Reproduced number published by AAII for GPT-4.1 nano model (https://artificialanalysis.ai/models/gpt-4-1-nano#intelligence-evaluations).

(.venv) (base) saint1729@saint1729 v_4_0 % lm_eval --model openai-chat-completions --model_args model=gpt-4.1-nano-2025-04-14 --tasks gpqa_diamond_generative_zeroshot_aaii_v_4_0_non_reasoning --apply_chat_template --output output/aaii_non_reasoning_full --log_samples      
2026-02-03:18:36:00 INFO     [config.evaluate_config:301] Using default fewshot_as_multiturn=True.
2026-02-03:18:36:04 INFO     [_cli.run:376] Selected Tasks: ['gpqa_diamond_generative_zeroshot_aaii_v_4_0_non_reasoning']
2026-02-03:18:36:04 INFO     [evaluator:211] Setting random seed to 0 | Setting numpy seed to 1234 | Setting torch manual seed to 1234 | Setting fewshot manual seed to 1234
2026-02-03:18:36:04 INFO     [evaluator:236] Initializing openai-chat-completions model, with arguments: {'model': 'gpt-4.1-nano-2025-04-14'}
2026-02-03:18:36:04 INFO     [models.api_models:172] Using max length 2048 - 1
2026-02-03:18:36:04 INFO     [models.api_models:175] Concurrent requests are disabled. To enable concurrent requests, set `num_concurrent` > 1.

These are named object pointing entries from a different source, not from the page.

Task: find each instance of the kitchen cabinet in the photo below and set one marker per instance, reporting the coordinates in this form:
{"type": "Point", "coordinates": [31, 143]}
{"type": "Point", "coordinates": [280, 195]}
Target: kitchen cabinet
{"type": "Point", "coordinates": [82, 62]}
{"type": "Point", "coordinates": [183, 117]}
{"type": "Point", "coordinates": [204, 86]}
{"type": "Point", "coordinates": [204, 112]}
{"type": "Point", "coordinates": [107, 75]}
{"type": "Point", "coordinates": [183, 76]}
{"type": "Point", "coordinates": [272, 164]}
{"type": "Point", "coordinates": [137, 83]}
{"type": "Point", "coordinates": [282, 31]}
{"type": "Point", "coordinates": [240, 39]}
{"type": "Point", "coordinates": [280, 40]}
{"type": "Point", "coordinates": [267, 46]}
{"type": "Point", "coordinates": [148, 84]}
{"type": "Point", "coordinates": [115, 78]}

2026-02-03:18:36:04 INFO     [models.api_models:193] Using tokenizer None
2026-02-03:18:36:05 INFO     [tasks:700] Selected tasks:
2026-02-03:18:36:05 INFO     [tasks:691] Task: gpqa_diamond_generative_zeroshot_aaii_v_4_0_non_reasoning (gpqa/generative/aaii/v_4_0/gpqa_diamond_generative_zeroshot_aaii_v_4_0_non_reasoning.yaml)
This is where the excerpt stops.